Support Vector Machines (Part 1)

Support Vector Machines (SVMs) are a versatile classification algorithm that should be a staple in every data scientists toolbox. In this first of a series of posts, my goal is to describe the intuition behind SVMs what makes them such a powerful technique for classification.

Suppose we want to classify the red dots from the blue in the figure below. Plotted on the axes are an orange, black and green hyperplane. All three perfectly separate the red and blue classes. So which one is the best choice to split our data?


The hardest points to classify are those sat closest to the hyperplane. Therefore, a decision boundary that creates a large gap between the classes is preferable because new data points are more likely to be correctly classified. The SVM defines this criterion as finding a decision boundary that is maximally far away from any data point. The distance between the decision boundary and the closest data point determines the margin of the classifier.

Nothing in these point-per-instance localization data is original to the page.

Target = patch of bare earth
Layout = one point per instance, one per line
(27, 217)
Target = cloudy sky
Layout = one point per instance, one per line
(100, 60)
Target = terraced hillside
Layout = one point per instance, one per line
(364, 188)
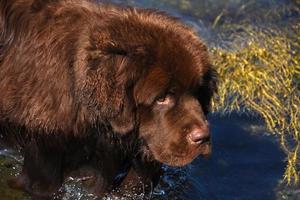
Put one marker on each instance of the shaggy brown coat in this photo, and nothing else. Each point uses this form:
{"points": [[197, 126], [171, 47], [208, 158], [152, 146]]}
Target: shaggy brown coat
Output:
{"points": [[83, 83]]}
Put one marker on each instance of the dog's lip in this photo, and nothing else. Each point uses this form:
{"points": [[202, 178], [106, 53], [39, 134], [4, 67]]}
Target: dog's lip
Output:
{"points": [[200, 142]]}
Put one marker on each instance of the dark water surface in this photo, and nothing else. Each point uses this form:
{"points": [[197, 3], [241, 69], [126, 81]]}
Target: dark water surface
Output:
{"points": [[246, 163]]}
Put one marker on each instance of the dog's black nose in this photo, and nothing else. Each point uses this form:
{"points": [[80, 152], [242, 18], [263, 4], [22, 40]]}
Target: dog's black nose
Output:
{"points": [[199, 136]]}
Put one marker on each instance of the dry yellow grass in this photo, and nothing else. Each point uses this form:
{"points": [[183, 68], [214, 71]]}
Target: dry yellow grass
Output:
{"points": [[262, 75]]}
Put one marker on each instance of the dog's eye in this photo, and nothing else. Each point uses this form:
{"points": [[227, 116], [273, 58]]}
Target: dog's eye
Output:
{"points": [[166, 100]]}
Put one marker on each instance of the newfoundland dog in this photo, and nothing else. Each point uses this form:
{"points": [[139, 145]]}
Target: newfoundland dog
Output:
{"points": [[108, 89]]}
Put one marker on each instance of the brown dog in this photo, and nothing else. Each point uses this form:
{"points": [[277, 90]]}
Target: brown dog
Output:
{"points": [[84, 83]]}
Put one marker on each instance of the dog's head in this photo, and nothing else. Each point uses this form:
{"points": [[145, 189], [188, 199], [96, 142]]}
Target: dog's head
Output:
{"points": [[160, 84]]}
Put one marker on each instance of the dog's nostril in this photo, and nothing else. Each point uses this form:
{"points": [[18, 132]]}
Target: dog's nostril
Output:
{"points": [[199, 136]]}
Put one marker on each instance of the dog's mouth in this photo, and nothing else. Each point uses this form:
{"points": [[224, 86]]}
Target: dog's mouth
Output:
{"points": [[176, 158]]}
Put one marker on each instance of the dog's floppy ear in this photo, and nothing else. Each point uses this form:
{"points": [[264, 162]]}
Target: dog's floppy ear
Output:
{"points": [[125, 120], [208, 86]]}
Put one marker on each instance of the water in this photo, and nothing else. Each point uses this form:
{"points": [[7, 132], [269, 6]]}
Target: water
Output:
{"points": [[246, 163]]}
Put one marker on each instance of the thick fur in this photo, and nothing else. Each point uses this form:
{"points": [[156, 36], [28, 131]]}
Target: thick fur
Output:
{"points": [[88, 84]]}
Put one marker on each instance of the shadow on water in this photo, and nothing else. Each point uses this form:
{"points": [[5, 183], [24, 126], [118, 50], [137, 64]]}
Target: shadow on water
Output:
{"points": [[245, 164]]}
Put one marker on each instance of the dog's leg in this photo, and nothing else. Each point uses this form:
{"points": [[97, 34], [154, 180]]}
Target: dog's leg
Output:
{"points": [[42, 173]]}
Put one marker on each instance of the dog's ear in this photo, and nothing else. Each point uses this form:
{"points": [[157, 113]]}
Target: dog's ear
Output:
{"points": [[124, 122], [207, 88], [150, 85]]}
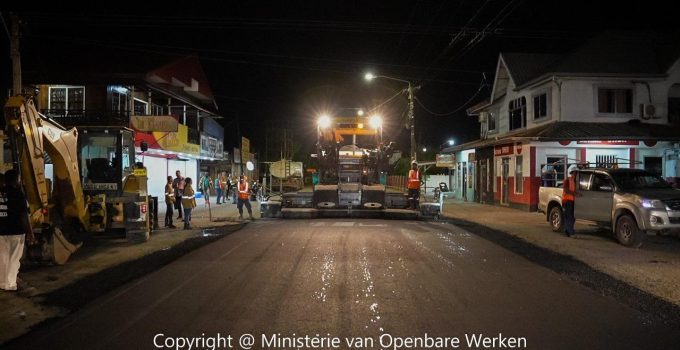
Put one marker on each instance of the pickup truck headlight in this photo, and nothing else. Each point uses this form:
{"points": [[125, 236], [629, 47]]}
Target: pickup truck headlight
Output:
{"points": [[652, 204]]}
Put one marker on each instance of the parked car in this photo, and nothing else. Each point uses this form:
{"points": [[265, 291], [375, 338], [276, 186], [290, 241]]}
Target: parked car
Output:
{"points": [[631, 202]]}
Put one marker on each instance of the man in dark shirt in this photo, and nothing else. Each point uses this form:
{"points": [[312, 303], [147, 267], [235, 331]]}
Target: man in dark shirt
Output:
{"points": [[15, 229], [178, 186]]}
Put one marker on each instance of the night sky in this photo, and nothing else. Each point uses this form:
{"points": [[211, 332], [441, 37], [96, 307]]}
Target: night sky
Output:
{"points": [[276, 65]]}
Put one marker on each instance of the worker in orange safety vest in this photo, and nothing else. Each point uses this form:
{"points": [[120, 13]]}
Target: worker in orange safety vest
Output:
{"points": [[413, 186], [568, 197], [243, 198]]}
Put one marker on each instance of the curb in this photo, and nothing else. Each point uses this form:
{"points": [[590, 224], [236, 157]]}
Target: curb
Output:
{"points": [[651, 306], [82, 291]]}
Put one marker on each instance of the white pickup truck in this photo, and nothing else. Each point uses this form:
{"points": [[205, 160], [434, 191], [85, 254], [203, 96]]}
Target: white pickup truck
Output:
{"points": [[631, 202]]}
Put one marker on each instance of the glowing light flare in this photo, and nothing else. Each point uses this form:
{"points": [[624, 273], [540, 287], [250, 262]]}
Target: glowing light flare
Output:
{"points": [[375, 121], [324, 121]]}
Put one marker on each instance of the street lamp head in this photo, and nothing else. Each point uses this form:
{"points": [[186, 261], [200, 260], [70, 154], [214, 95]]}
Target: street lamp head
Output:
{"points": [[324, 121], [375, 121]]}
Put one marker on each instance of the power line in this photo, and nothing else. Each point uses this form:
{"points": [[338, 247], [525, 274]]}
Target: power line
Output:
{"points": [[481, 87]]}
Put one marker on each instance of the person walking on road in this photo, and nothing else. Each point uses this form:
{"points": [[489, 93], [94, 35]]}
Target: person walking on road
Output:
{"points": [[188, 201], [244, 198], [413, 186], [568, 199], [204, 185], [170, 203], [15, 230], [178, 186]]}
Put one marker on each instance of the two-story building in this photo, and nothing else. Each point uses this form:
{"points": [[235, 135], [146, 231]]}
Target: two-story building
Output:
{"points": [[171, 108], [615, 99]]}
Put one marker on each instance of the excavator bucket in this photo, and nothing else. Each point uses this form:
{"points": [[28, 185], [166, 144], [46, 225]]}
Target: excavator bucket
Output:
{"points": [[55, 249]]}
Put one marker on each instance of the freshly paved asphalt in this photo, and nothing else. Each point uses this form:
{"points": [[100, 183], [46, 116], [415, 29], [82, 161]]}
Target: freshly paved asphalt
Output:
{"points": [[353, 278]]}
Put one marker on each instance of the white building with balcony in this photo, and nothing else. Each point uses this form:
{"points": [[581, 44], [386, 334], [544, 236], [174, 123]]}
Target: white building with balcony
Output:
{"points": [[614, 100]]}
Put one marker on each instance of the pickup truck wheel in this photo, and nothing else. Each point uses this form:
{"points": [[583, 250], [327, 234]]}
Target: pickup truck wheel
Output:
{"points": [[627, 231], [555, 218]]}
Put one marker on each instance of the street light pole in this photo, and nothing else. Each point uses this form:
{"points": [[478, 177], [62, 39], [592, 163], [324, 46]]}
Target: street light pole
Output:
{"points": [[412, 120]]}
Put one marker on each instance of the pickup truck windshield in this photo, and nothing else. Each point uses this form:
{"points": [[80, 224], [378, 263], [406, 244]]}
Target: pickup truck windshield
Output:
{"points": [[638, 180]]}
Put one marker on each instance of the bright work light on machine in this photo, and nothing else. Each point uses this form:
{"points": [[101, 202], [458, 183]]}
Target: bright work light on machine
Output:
{"points": [[324, 122], [375, 121]]}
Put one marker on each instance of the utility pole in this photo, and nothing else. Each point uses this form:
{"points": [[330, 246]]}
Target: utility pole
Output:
{"points": [[15, 55], [412, 121]]}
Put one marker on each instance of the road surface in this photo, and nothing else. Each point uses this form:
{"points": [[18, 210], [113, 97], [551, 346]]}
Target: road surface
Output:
{"points": [[385, 282]]}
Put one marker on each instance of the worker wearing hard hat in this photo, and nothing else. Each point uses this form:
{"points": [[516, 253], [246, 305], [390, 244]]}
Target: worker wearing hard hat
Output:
{"points": [[568, 198], [413, 186], [244, 197]]}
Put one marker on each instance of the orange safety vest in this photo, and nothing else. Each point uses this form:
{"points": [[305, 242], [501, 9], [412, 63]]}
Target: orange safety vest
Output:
{"points": [[243, 192], [413, 179], [569, 189]]}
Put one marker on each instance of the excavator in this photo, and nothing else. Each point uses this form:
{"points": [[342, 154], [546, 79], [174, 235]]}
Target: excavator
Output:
{"points": [[96, 185]]}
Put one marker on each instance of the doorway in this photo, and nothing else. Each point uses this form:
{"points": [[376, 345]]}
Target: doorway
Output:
{"points": [[464, 189], [505, 175]]}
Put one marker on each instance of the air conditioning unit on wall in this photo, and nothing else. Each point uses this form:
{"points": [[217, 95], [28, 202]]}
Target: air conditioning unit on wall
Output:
{"points": [[483, 116], [647, 111]]}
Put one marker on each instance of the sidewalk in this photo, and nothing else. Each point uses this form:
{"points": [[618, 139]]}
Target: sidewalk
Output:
{"points": [[18, 313], [654, 268]]}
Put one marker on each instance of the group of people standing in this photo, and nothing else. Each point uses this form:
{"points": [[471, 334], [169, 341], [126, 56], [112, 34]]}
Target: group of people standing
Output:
{"points": [[180, 195]]}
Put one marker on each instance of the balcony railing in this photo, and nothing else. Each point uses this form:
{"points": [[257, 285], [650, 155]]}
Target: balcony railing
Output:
{"points": [[71, 118]]}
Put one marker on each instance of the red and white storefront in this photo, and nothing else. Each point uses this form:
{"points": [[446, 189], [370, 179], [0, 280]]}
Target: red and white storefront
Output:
{"points": [[500, 163]]}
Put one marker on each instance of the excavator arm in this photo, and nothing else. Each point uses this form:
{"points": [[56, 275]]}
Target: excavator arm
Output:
{"points": [[59, 222]]}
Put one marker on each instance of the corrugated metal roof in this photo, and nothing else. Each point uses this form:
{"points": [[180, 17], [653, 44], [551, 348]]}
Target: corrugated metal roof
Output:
{"points": [[609, 53], [580, 131], [524, 67]]}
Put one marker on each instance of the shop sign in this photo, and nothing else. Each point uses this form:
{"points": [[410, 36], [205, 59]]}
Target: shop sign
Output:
{"points": [[100, 186], [609, 142], [503, 150], [150, 123], [446, 160]]}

The figure below shows the data being separated by the largest margin decision boundary. The maximum margin decision boundary is defined by two parallel hyperplanes, one that goes through the positive data points closest to the decision boundary and one that goes through the negative points closest to the decision boundary. These are known as the support vectors.


Mathematically, we can summarise what we have described so far.

Suppose we are given \(N\) training vectors \(\{(x^{(i)}, y^{(i)}); i=0, \dots, N\}, \text{ where } x ∈ \mathbb{R}^{D}, y ∈ \{−1, 1\}\). We want to learn a set of weights \(w\) and \(b\) such that the linear combination of weights and input data predicts the value of y.

$$ h_{w,b}(x) = \begin{cases} 1 &\quad\text{if }w^{T} x + b >= 0\\ -1 &\quad\text{otherwise} \end{cases} $$

In the two dimensional case, our decision boundary \(w^{T} x + b = 0\) is simply a line with the regions above and below it represented by \(w^{T}x + b > 0\) and \(w^{T}x + b < 0\).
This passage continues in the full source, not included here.